Kommunale Gesundheitsförderung in Krisenzeiten: Potenziale Sozialer Arbeit in und nach der Pandemie

Die Förderung von Gesundheit stellt ein genuines Tätigkeitsfeld Sozialer Arbeit dar, oder? Spätestens in der Pandemie wurde deutlich, wie weitreichend die Praxis Sozialer Arbeit auf die Gesundheit vulnerabler Bevölkerungsgruppen und gesundheitliche Chancengleichheit Einfluss nimmt. Diese Praxis ist „nah dran“ an den Menschen, im Quartier, der Schule und Kommune. Viele der niedrigschwelligen Angebote sind jedoch in der Pandemie weggebrochen und das gerade zulasten derjenigen Bevölkerungsgruppen, die von den Folgen gesundheitlicher Ungleichheit in besonderem Maße betroffen sind.
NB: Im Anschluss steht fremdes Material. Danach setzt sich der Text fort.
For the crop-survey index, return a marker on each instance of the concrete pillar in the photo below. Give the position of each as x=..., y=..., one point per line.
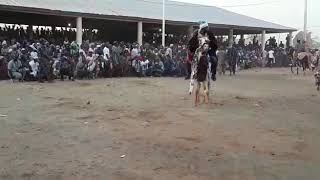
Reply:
x=230, y=38
x=263, y=40
x=140, y=33
x=79, y=30
x=190, y=31
x=291, y=39
x=30, y=31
Im Forum werden Potenziale kommunaler Gesundheitsförderung und Erkenntnisse aus der Pandemie präsentiert und mit den Teilnehmenden diskutiert. Der erste Beitrag zieht ein Fazit zur Forschung kommunaler Gesundheitsförderung (KGF) und zeigt die Potenziale zur Erlangung gesundheitlicher Chancengleichheit auf. Für die erfolgreiche Umsetzung von KGF spielen interprofessionelle Kompetenzen und die Möglichkeiten zur Erreichung vulnerabler Adressat*innen eine große Rolle. Der zweite Beitrag widmet sich Fragen nach der Förderung von Resilienz in der Corona-Krise im Setting Schule und berufsvorbereitende Maßnahmen. Das Projekt untersucht aus Perspektive von Fachkräften und Jugendlichen, inwieweit bildungsbenachteiligte junge Menschen in und nach der Corona-Krise ihre psychosoziale Gesundheit herstellen, welche Ressourcen sie aktivieren können und welche Mechanismen sich – hinderlich und förderlich auf ihre Resilienz und Gesundheit auswirken.